Financial Control - OK, so a club's economic growth isn't the realm of a manager, so why assign confidence to a manger in this area? Even when you're successfully sticking to the tightest of wage budgets, you're still penalised by your club's inability to demonstrate financial stability. The limited controls, even with board requests thrown in, need to be relaxed to give you some breathing room.
Better Multiplayer – Football Manager Live semi failed, so we understand the difficulty of creating a functional multiplayer version of a slow-paced game. People’s play styles, available time and location all factor into a multiplayer game of Football Manager, so at least the technical side should work smoothly. Football Manager, when played as a network game, is notoriously slow (and that’s not counting the glacial decision-making speed of competitors). Just loading a player sheet can take several seconds (though the new attributes shortcut helps), and when you’re playing a game which revolves around information, this lack of pace is unacceptable. One day we’ll log-in and somehow play with others with flawless performance, but we can’t help but feel it’s a desire still years away.
Transfer Interest - Football is a game of people making split-second decisions. Football Manager has come to reflect this fact with the introduction of real-time contracts and player-agents, but transfer interest still boils down to a few choice players on the pitch – no-one ever wants your reserves – not even pathetic teams propping up the table. Furthermore, it's depressing when your computerised opponents have the breath of a database. They cherry pick the best because they can - you're limited to your human capabilities and back room staff. Where do all these players your opposing managers find come from? Wishing to raid the fridge, only to find it empty is an accurate comparison.
Benchwarmers – Please, let us assign the Secondary Keeper status to a new signing - having someone join your team, only to moan they haven't played a game is irritating. Most clubs have a reserve keeper who rarely plays (heaven forbid if you’re the third-choice keeper), and he knows just what his role is. It's unfair to keep cycling keepers just to keep people happy – it’s something that never happens in football.

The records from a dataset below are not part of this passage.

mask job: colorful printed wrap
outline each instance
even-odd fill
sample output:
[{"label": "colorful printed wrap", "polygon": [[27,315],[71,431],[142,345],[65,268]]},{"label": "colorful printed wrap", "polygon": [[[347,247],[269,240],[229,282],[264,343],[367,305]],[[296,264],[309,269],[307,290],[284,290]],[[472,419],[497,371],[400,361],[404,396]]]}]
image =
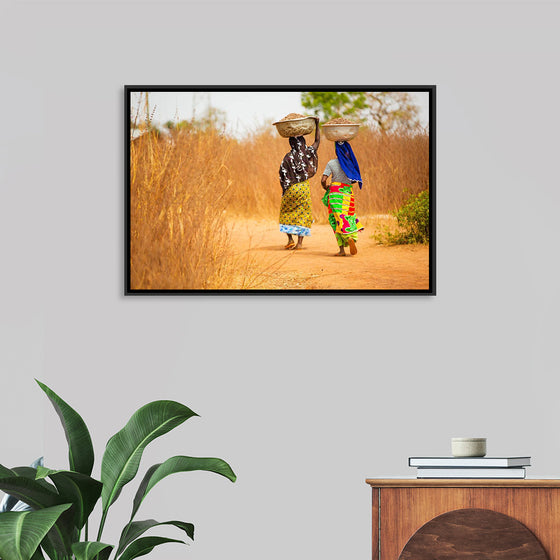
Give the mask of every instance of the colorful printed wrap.
[{"label": "colorful printed wrap", "polygon": [[290,151],[284,156],[280,165],[280,185],[284,194],[290,185],[307,181],[317,173],[319,158],[317,150],[305,143],[303,136],[292,136],[289,139]]},{"label": "colorful printed wrap", "polygon": [[280,231],[292,235],[311,235],[311,191],[309,181],[290,185],[280,204]]},{"label": "colorful printed wrap", "polygon": [[339,247],[348,247],[348,239],[358,239],[358,232],[364,229],[355,215],[352,185],[331,183],[323,196],[323,204],[329,209],[329,224],[333,228]]}]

Shot accuracy - 40 yard screamers from your opponent? 1 foot sitters spooned over the bar by your leading men? Sound about right? It could just be our tactics, or the unfair limits of computer control, but sort it out Sports Interactive.
Multi-desktop Support – With Football Manager 12’s overhauled UI, there was a genuine step in the direction of Football Manager OS. Imagine a world where you don’t turn on a computer, but rather your computer is Football Manager. You can load the internet and play other games, but FM 13 (arguably we’re thinking much further into the future with this one) would be your operating system – widgets could be dragged around; Outlook is your actual inbox – push notifications about your transfer targets are sent to your phone. It’d be magical.
Mobile Support – Which leads us nicely onto our concluding thought – FM Handheld / iOS / Android already exists, but they’re standalone experiences with no consistency. Imagine being able to iCloud-sync your save game (or Dropbox) before moving onto the train to continue your managerial dominance. Even if the practicality of file-transfers are out, why not create a native app for scouting, tactical tweaking and correspondence? How about a real-time Football Manager – a further blend between FM Live and Football Manager the game. Football Manager Life.
Get cracking Sports Interactive – you can have these suggestions on us.